In your controller we then have...
public ArticleController
{
...
public ActionResult Edit(int id)
{
var entity = repository.FindOne<Article>(id);
var model = builder.Convert<ArticleModel>(entity);
var types = repository.FindAll<ArticleTypes>();
ViewData["ArticleTypeList"] = builder.Convert<SelectListItem>(types);
return VIew(model);
}
...
}
The problems is that dropboxes don't work the same as listboxes, at least the way ASP.NET MVC2 design expects: A dropbox allows only zero or one values, as listboxes can have a multiple value selection. So, being strict with HTML, that value shouldn't be in the option list as "selected" flag, but in the input itself.
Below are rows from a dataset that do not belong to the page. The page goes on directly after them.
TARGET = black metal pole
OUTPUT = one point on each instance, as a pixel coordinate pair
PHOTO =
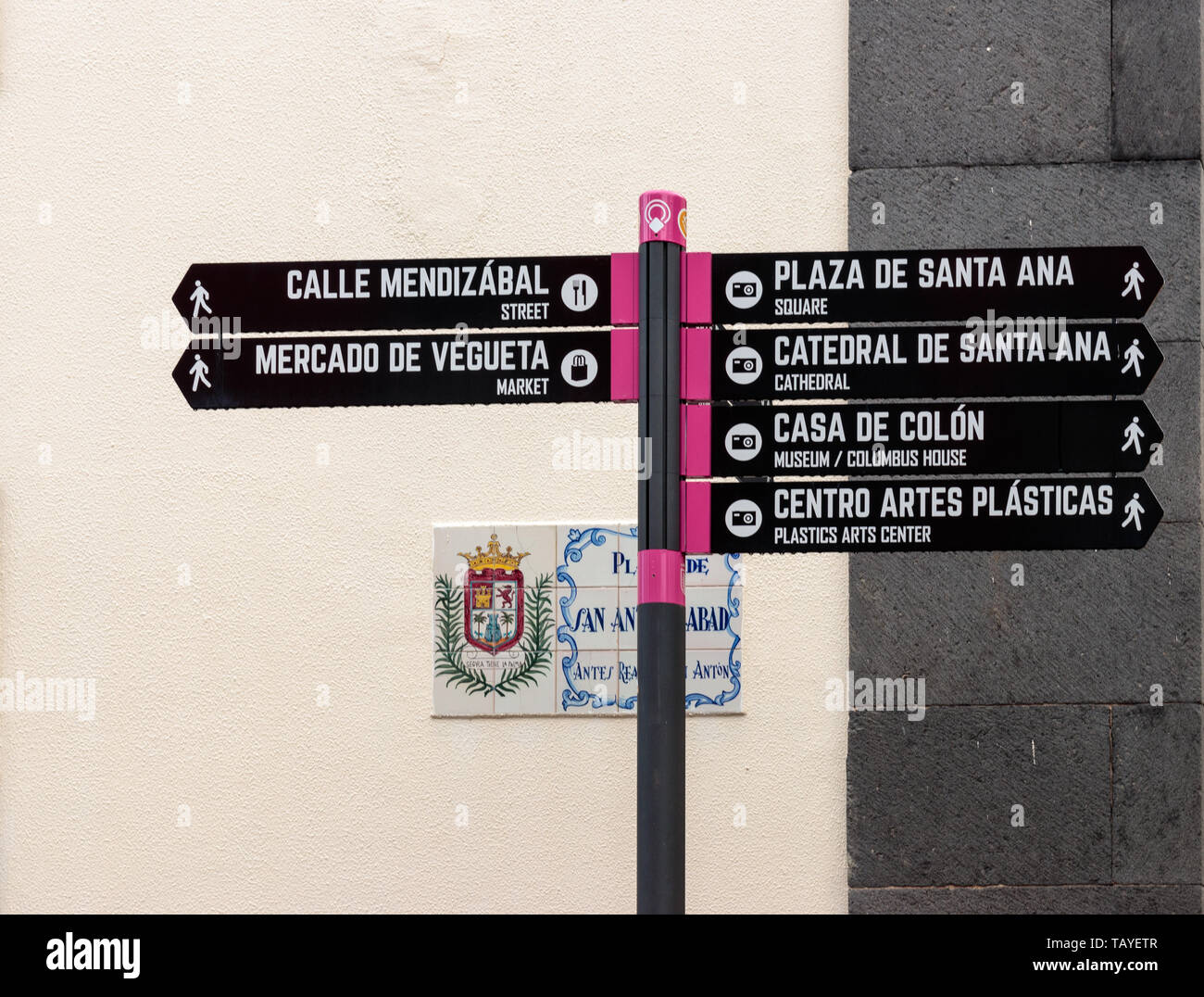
(660, 622)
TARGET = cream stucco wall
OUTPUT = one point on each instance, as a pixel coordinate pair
(141, 136)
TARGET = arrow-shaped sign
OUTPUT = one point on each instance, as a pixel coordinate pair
(492, 368)
(1038, 358)
(934, 284)
(918, 438)
(350, 296)
(884, 515)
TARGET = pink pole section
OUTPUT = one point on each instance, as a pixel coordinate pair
(696, 289)
(624, 289)
(696, 517)
(695, 441)
(662, 217)
(624, 364)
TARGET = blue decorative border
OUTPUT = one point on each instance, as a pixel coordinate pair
(734, 611)
(573, 698)
(579, 539)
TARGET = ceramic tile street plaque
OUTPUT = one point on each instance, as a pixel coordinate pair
(464, 369)
(922, 438)
(538, 618)
(1010, 359)
(352, 296)
(950, 514)
(932, 284)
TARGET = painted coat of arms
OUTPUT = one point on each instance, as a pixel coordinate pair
(493, 634)
(493, 599)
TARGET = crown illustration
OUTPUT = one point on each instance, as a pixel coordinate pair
(494, 558)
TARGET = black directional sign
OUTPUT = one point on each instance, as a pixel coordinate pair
(930, 438)
(1000, 360)
(494, 368)
(932, 284)
(396, 294)
(974, 514)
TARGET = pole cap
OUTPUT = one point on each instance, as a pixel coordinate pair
(662, 217)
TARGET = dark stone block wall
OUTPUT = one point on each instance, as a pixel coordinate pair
(1027, 123)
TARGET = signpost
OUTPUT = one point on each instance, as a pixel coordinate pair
(939, 514)
(999, 360)
(932, 285)
(488, 368)
(352, 296)
(918, 438)
(1035, 322)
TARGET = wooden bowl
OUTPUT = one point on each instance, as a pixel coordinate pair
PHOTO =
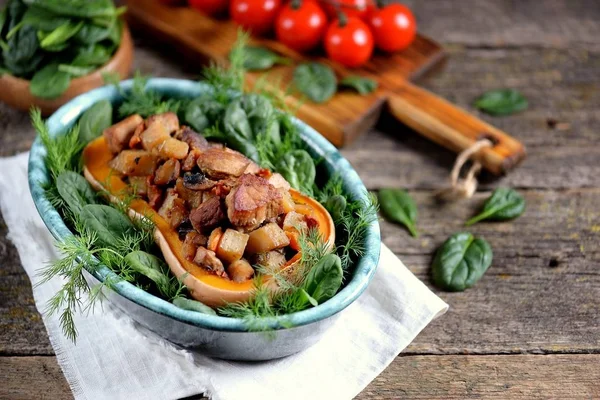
(15, 91)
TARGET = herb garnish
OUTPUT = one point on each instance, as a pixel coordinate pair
(502, 205)
(249, 122)
(461, 261)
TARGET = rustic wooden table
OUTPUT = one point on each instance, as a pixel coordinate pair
(531, 327)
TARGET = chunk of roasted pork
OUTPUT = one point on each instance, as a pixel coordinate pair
(253, 201)
(117, 136)
(219, 163)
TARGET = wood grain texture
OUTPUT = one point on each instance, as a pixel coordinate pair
(500, 377)
(346, 115)
(540, 297)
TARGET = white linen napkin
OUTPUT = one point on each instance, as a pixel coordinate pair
(115, 358)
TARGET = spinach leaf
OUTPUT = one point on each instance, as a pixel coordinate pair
(461, 261)
(503, 204)
(93, 55)
(21, 55)
(238, 131)
(107, 223)
(75, 191)
(298, 168)
(76, 8)
(154, 269)
(95, 120)
(399, 207)
(336, 205)
(92, 34)
(361, 84)
(74, 70)
(203, 112)
(324, 279)
(60, 35)
(315, 80)
(43, 20)
(193, 305)
(49, 82)
(260, 58)
(502, 102)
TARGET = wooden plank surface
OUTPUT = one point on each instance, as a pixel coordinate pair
(530, 326)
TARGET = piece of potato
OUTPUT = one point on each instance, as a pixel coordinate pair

See the following example:
<select id="combo" name="combo" value="id2">
<option value="id1">This is option 1</option>
<option value="id2" selected="selected">This is option 2</option>
<option value="id3">This is option 3</option>
</select>
<select id="listbox" name="listbox" multiple>
<option value="id1">This is option 1</option>
<option value="id2" selected="selected">This is option 2</option>
<option value="id3">This is option 3</option>
</select>
The combo has the option selected, but also has its value attribute set. So, if you want ASP.NET MVC2 to render a dropbox and also have a specific value selected (i.e., default values, etc.), you should give it a value in the rendering, like this:
// in my view
<%=Html.DropDownList("UserId", selectListItems /* (SelectList)ViewData["UserId"]*/, new { #Value = selectedUser.Id } /* Your selected value as an additional HTML attribute */)%>
In ASP.NET MVC 3 you can simply add your list to ViewData...
var options = new List<SelectListItem>();
options.Add(new SelectListItem { Value = "1", Text = "1" });
options.Add(new SelectListItem { Value = "2", Text = "2" });
options.Add(new SelectListItem { Value = "3", Text = "3", Selected = true });
ViewData["options"] = options;
...and then reference it by name in your razor view...
#Html.DropDownList("options")
You don't have to manually "use" the list in the DropDownList call. Doing it this way correctly set the selected value for me too.
Disclaimer:
Haven't tried this with the web forms view engine, but it should work too.
I haven't tested this in the v1 and v2, but it might work.
I managed to get the desired result, but with a slightly different approach. In the Dropdownlist i used the Model and then referenced it. Not sure if this was what you were looking for.
#Html.DropDownList("Example", new SelectList(Model.FeeStructures, "Id", "NameOfFeeStructure", Model.Matters.FeeStructures))
Model.Matters.FeeStructures in above is my id, which could be your value of the item that should be selected.